Create or Import SSH Key Pair
POST /v2.1/{project_id}/os-keypairs
Create (generate) a brand new key pair or import an existing public key. If you provide a public_key, it is imported. If you omit it, the service generates a new key pair and returns the private key material once in the response. You must store it securely; it cannot be retrieved again.
Source
Request
Body Structure
Top-level JSON object must contain a single keypair object with the attributes below.
Parameters
| Name | In | Type | Description |
|---|---|---|---|
| project_id | path | string | The UUID of the project (tenant). |
| keypair | body | object | Wrapper object containing key pair attributes. |
| keypair.name | body | string | A name for the key pair (unique per user). Required. |
| keypair.public_key (Optional) | body | string | Public key material to import (e.g. starts with ssh-rsa, ssh-ed25519, or PEM for x509). If omitted, a new key pair is generated and private_key is returned. |
| keypair.user_id (Optional) | body | string | User ID that will own the key pair (admin-only to create for another user). New in version 2.10 |
| keypair.type (Optional) | body | string | Key type: ssh (default) or x509. New in version 2.2 |
Sample Requests
Generate a key pair
curl -ks -X POST \
-H 'Content-Type: application/json' \
-H 'X-Auth-Token: gAAAAA<...>' \
-H 'X-OpenStack-Nova-API-Version: 2.72' \
-d '{
"keypair": {
"name": "apikey1"
}
}' \
https://api.vietnix.cloud:8774/v2.1/{project_id}/os-keypairs
Import an existing public key (with optional description suffix)
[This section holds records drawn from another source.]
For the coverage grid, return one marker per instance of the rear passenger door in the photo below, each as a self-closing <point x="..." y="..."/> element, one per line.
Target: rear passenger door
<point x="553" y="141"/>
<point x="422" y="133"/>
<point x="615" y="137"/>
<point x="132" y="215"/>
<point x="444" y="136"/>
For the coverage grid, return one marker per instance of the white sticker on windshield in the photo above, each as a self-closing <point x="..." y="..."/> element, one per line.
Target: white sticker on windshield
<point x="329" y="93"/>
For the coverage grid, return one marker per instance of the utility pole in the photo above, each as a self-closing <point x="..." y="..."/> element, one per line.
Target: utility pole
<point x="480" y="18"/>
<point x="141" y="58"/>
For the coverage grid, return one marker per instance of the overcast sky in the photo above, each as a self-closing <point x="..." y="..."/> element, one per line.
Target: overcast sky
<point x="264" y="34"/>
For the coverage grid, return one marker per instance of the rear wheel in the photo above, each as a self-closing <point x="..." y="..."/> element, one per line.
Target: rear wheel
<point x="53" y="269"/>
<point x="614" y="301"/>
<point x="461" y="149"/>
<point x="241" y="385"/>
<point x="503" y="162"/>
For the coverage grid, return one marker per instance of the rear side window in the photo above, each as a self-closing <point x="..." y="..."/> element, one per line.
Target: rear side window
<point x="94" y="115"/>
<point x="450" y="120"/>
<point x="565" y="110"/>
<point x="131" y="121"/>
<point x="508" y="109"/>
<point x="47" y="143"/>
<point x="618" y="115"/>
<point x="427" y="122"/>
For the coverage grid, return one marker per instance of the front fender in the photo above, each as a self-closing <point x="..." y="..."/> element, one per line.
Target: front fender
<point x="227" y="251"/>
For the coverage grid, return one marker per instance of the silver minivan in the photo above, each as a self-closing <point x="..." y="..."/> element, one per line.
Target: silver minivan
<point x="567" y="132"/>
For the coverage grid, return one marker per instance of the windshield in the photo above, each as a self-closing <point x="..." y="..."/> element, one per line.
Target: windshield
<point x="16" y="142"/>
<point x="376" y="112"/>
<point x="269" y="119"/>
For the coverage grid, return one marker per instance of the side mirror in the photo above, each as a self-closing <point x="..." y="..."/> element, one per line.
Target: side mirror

You may append a description after the key (for bookkeeping) – ensure it does not alter the key material itself. Example uses a comment-style suffix VSTOR-KEY-DESC:Key3 description.
curl -ks -X POST \
-H 'Content-Type: application/json' \
-H 'X-Auth-Token: gAAAAA<...>' \
-H 'X-OpenStack-Nova-API-Version: 2.72' \
-d '{
"keypair": {
"name": "apikey2",
"public_key": "ssh-rsa AAAA<...> VSTOR-KEY-DESC:Key2 description"
}
}' \
https://api.vietnix.cloud:8774/v2.1/{project_id}/os-keypairs
Replace
{project_id}with your actual project UUID.
Response
On success returns a single keypair object.
Response Body Fields
| Name | In | Type | Description |
|---|---|---|---|
| keypair | body | object | The created (or imported) key pair wrapper object. |
| keypair.name | body | string | Name of the key pair. |
| keypair.public_key | body | string | Public key material. Generated-by-Nova comment may be appended for generated keys. |
| keypair.private_key (Only when generated) | body | string | Private key (PEM) returned only once when no public_key was provided. Store securely. |
| keypair.fingerprint | body | string | MD5 fingerprint (colon-delimited). |
| keypair.user_id | body | string | Owning user ID. |
| keypair.created_at | body | string | Creation timestamp (ISO 8601). |
| keypair.type | body | string | Key type: ssh or x509. |
Status Codes
Success
| Code | Reason |
|---|---|
| 200 - OK | Request successful (import may return 200). |
| 201 - Created | New key pair generated or imported. |
Error
| Code | Reason |
|---|---|
| 400 - Bad Request | Invalid request body or parameters. |
| 401 - Unauthorized | Authentication failed or missing. |
| 403 - Forbidden | Policy does not allow this operation. |
| 409 - Conflict | Name already exists or conflicting operation. |
Sample Responses
Generated Key Pair
{
"keypair": {
"private_key": "-----BEGIN RSA PRIVATE KEY-----\nMII<...>\n-----END RSA PRIVATE KEY-----\n",
"name": "apikey1",
"public_key": "ssh-rsa AAAA<...> Generated-by-Nova",
"fingerprint": "67:c0:a2:8a:b4:c8:50:de:80:91:ed:79:14:17:37:90",
"created_at": "2025-10-08T08:49:39.071378",
"user_id": "64166c7effeb4a89b59c073588099640"
}
}
Imported Public Key
{
"keypair": {
"name": "apikey2",
"public_key": "ssh-rsa AAAA<...>",
"fingerprint": "67:c0:a2:8a:b4:c8:50:de:80:91:ed:79:14:17:37:90",
"created_at": "2025-10-08T08:53:28.769149",
"user_id": "64166c7effeb4a89b59c073588099640"
}
}
Notes & Best Practices
- Always store the returned
private_keysecurely (e.g. withchmod 600). It cannot be retrieved later. - Fingerprint comparisons help verify key integrity after upload.
- Use descriptive names; they are referenced when creating servers (
key_name). - For Ed25519 or other modern key types, ensure your cloud deployment supports them—otherwise import may fail with 400.
- Limit administrative usage of
user_idto necessary cases; audit such operations.